Australia job ads dip in April, pace of decline slows

FILE PHOTO: A worker pushes a trolley loaded with goods past a construction site in the central business district (CBD) of Sydney in Australia, March 15, 2018. REUTERS/David Gray

SYDNEY (Reuters) - Australian job advertisements in newspapers and on the internet slipped for a sixth straight month in April, but the pace of decline slowed in a sign of possible stabilisation.

Figures from Australia and New Zealand Banking Group showed total job advertisements fell just 0.1 percent in April from March, when they dropped 1.7 percent.

Ads averaged 166,464 a week, 5.6 percent lower than in April last year.

"After five successive steep falls, it is pleasing to see a virtually unchanged result in job ads for April," said ANZ's head of Australian economics, David Plank.

He noted the ads series had been softer than government data on vacancies which hit record highs in the February quarter.

The vacancies series is valued by the Reserve Bank of Australia (RBA) since the Australian Bureau of Statistics surveys firms directly about their labour needs rather than just counting ads.

Australia's labour market has tightened steadily even as the economy appeared to slow, with the unemployment rate at 5.0 percent in March and just above an eight-year trough of 4.9 percent.

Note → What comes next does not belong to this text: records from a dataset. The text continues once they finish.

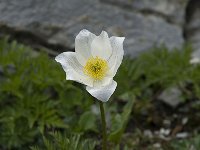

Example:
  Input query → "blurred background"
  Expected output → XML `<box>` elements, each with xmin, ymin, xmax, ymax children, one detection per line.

<box><xmin>1</xmin><ymin>0</ymin><xmax>200</xmax><ymax>57</ymax></box>
<box><xmin>0</xmin><ymin>0</ymin><xmax>200</xmax><ymax>150</ymax></box>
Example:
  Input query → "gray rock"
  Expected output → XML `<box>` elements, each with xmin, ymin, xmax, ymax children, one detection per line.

<box><xmin>143</xmin><ymin>130</ymin><xmax>153</xmax><ymax>138</ymax></box>
<box><xmin>101</xmin><ymin>0</ymin><xmax>189</xmax><ymax>25</ymax></box>
<box><xmin>158</xmin><ymin>87</ymin><xmax>183</xmax><ymax>108</ymax></box>
<box><xmin>153</xmin><ymin>143</ymin><xmax>161</xmax><ymax>148</ymax></box>
<box><xmin>0</xmin><ymin>0</ymin><xmax>184</xmax><ymax>57</ymax></box>
<box><xmin>6</xmin><ymin>64</ymin><xmax>16</xmax><ymax>75</ymax></box>
<box><xmin>0</xmin><ymin>65</ymin><xmax>3</xmax><ymax>76</ymax></box>
<box><xmin>160</xmin><ymin>128</ymin><xmax>170</xmax><ymax>136</ymax></box>
<box><xmin>163</xmin><ymin>119</ymin><xmax>171</xmax><ymax>127</ymax></box>
<box><xmin>0</xmin><ymin>65</ymin><xmax>5</xmax><ymax>82</ymax></box>
<box><xmin>186</xmin><ymin>0</ymin><xmax>200</xmax><ymax>30</ymax></box>
<box><xmin>182</xmin><ymin>117</ymin><xmax>188</xmax><ymax>125</ymax></box>
<box><xmin>176</xmin><ymin>132</ymin><xmax>189</xmax><ymax>139</ymax></box>
<box><xmin>185</xmin><ymin>0</ymin><xmax>200</xmax><ymax>60</ymax></box>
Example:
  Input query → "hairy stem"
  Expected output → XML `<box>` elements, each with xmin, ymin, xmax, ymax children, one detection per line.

Plank said the ads series suggested employment growth would slow to a pace where unemployment would stop declining.

"This makes it unlikely that wage growth will accelerate by enough for the RBA to be confident of meeting its inflation target," he argued. "The labour market needs to get stronger, which is why we think the RBA will ease policy on Tuesday."

The RBA holds its May policy meeting on Tuesday and some analysts are tipping a cut in its 1.5 percent cash rate.